I wondered what my calling was for years. It seems many people my age either have it figured out or do not care. Neither was true of me. There was no specific career I felt the Lord leading me to. But I really wanted the identity that came with a calling. I realized my calling might actually be to aid others with their own callings. Taking myself off of the stage of my own calling helped me to see how I could fill that role.
“The Philemon Room” idea is simple. Someday I want to have a special room in my house where believers (or unbelievers) who need a place to stay can come, rest, and have their souls refreshed. Good food, good music, spiritually beneficial books, and a quiet place for prayer and meditation will surround them in this room. They may be ministers who need to get away for a while, struggling people in my church, or strangers who stumble in from the road.

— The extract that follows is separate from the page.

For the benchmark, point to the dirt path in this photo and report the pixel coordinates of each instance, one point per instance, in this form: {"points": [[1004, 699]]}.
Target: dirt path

Whoever they are, this room would be a sanctuary where they can meet God and draw water from the well of life.
Why call it The Philemon Room? "For we have great joy and consolation in your love, because the hearts of the saints have been refreshed by you, brother" (Philemon 1:7). Paul commended Philemon for being an encouragement and a help to his brothers and sisters in Christ. I would like you invite you to consider becoming a Philemon in the lives of the Christians around you, and particularly the leaders in your local church.
Pray for them. This is primary and one of the simplest ways to minister to a brother or sister. When you pray for them, you are coming alongside them in their struggles in a very real way. Another word for prayer in Scripture is “intercession,” which carries the idea of coming in between two people for the benefit of the lesser one. Your prayers, in a sense, come in between God and that person, pleading with God to bless and draw near to him or her.
Listen to and learn from them. This especially applies when speaking about older Christians and leaders in the church. This requires humility on your part, laying down any claim to wisdom you have and accepting the wisdom they can impart. Sometimes our church leaders can be discouraged at seeing their teaching have little effect on their congregations. Opening your heart and taking in what they say may serve to refresh them greatly.
Befriend them. Everyone can become lonely, especially church leaders. The congregation can become so used to seeing them as teachers they forget they still have personal needs, such as companionship. Church leaders pour themselves into their congregations over and over. How hard would it be to invite your pastor or elder for dinner to encourage them in their walk with the Lord, instead of the other way around?
Ask what can you do for them. There are so many practical ways to bless Christians around you. Ask if they would bless you by allowing you to cook them a meal. Or, free up your weekend and do some yard work for them. Go out of your way to make sure they are taken care of, bearing their physical burdens as well as their spiritual burdens (Galatians 6:2).
While you may be called to be a Paul instead of a Philemon, if you are a young Christian you are likely not about to begin pastoring any time soon. Investing yourself in the lives of your church leaders while you have this time is a great honor and opportunity to give back to those who give so much to you.